El miedo a los cruceros y la fobia a los cruceros no son lo mismo y, a veces, solo un médico capacitado puede notar la diferencia. La fobia a los cruceros no es miedo al océano ni a los barcos en general. De hecho, es posible que no tengas miedo de subirte al pequeño bote de tu padre, mientras que los grandes barcos te aterrorizan.
No tienes que estar en proximidad física a un crucero o incluso a bordo para tener una reacción fóbica. Por ejemplo, las fotos y dibujos del Titanic pueden causar ansiedad. Incluso una simple mención del nombre del barco podría provocarte.
La naturaleza exacta de este miedo difiere de persona a persona, lo cual es común con las fobias.
Tratamiento de la fobia a los cruceros
Afortunadamente, si está preocupado por esta condición, puede tratar la fobia a los cruceros como lo haría con cualquier otra fobia. Si cree que tiene miedo a los cruceros, hable con un profesional de la salud mental que pueda ayudarlo a diagnosticar su fobia.
Hay dos formas principales de tratar una fobia: la terapia cognitiva conductual (TCC) y la terapia basada en la exposición. Un psicoterapeuta puede ayudarlo a usar la TCC para desafiar los pensamientos irracionales que pueda tener y que contribuyan a su fobia. Por ejemplo, si teme que el crucero se hunda, su terapeuta puede explicarle las estadísticas sobre la seguridad de los cruceros, así como el diseño del barco y la preparación para emergencias.
La terapia basada en la exposición trabaja para tratar su fobia de frente. Cuando tienes miedo, es natural querer huir o evitar el objeto que te causa miedo.
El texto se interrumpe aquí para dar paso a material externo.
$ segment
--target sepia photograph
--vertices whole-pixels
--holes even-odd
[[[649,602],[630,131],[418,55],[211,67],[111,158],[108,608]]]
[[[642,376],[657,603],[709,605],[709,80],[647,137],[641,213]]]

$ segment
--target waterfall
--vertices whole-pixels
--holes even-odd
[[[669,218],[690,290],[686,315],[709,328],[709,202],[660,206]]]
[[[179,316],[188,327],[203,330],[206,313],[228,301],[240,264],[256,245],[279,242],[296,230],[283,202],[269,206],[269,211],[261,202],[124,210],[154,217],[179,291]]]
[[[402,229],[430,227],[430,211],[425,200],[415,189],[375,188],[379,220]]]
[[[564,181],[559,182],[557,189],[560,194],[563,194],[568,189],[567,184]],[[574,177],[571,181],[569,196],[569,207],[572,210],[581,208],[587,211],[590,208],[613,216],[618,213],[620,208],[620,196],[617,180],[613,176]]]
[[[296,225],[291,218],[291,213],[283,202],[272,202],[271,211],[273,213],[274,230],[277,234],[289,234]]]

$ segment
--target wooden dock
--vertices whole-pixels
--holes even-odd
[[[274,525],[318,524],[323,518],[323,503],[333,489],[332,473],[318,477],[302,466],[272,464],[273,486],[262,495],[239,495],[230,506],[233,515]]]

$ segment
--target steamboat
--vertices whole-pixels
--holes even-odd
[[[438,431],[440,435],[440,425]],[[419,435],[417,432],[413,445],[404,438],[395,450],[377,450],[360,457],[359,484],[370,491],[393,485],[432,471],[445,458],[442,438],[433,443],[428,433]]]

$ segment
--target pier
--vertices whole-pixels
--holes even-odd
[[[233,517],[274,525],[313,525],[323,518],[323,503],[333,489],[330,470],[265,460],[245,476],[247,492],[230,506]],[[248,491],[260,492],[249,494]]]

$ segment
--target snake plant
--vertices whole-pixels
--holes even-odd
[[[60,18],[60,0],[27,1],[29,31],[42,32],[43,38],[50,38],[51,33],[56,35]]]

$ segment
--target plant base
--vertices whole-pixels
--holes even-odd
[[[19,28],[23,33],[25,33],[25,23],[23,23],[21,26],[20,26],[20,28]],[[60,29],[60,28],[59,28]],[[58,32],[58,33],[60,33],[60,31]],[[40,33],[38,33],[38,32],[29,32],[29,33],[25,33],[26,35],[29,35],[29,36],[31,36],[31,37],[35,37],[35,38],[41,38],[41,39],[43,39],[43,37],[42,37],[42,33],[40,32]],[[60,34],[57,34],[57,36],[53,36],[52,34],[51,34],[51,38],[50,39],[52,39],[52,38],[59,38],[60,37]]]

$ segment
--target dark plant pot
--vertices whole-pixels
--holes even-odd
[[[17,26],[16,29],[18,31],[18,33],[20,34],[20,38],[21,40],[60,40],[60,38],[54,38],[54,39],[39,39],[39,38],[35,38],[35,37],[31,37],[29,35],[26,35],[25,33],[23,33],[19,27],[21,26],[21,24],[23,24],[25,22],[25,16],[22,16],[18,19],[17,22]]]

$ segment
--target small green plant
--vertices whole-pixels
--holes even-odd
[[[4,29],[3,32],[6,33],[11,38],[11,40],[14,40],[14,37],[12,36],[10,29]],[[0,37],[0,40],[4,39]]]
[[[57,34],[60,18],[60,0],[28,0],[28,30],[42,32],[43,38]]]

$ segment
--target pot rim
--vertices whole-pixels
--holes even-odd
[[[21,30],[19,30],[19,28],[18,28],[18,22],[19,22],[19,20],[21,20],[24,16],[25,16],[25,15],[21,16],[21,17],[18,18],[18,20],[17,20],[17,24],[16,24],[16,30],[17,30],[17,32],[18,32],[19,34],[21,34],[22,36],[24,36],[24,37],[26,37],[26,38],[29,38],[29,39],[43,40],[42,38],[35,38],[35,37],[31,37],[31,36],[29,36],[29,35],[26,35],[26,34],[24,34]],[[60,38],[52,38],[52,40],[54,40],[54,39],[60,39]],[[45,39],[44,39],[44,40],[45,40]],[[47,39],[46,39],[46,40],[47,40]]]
La terapia de exposición puede ayudarlo a conquistar sus miedos al abordarlos y comprometerlos.
La terapia de exposición se lleva a cabo gradualmente, lo que significa que no tendrá que enfrentarse por completo a sus miedos el primer día. Más bien, puede comenzar hablando de cruceros o mirando algunas fotos. Después de un período de tiempo, determinado con su terapeuta, puede llegar a visitar un barco o incluso pasar algún tiempo a bordo.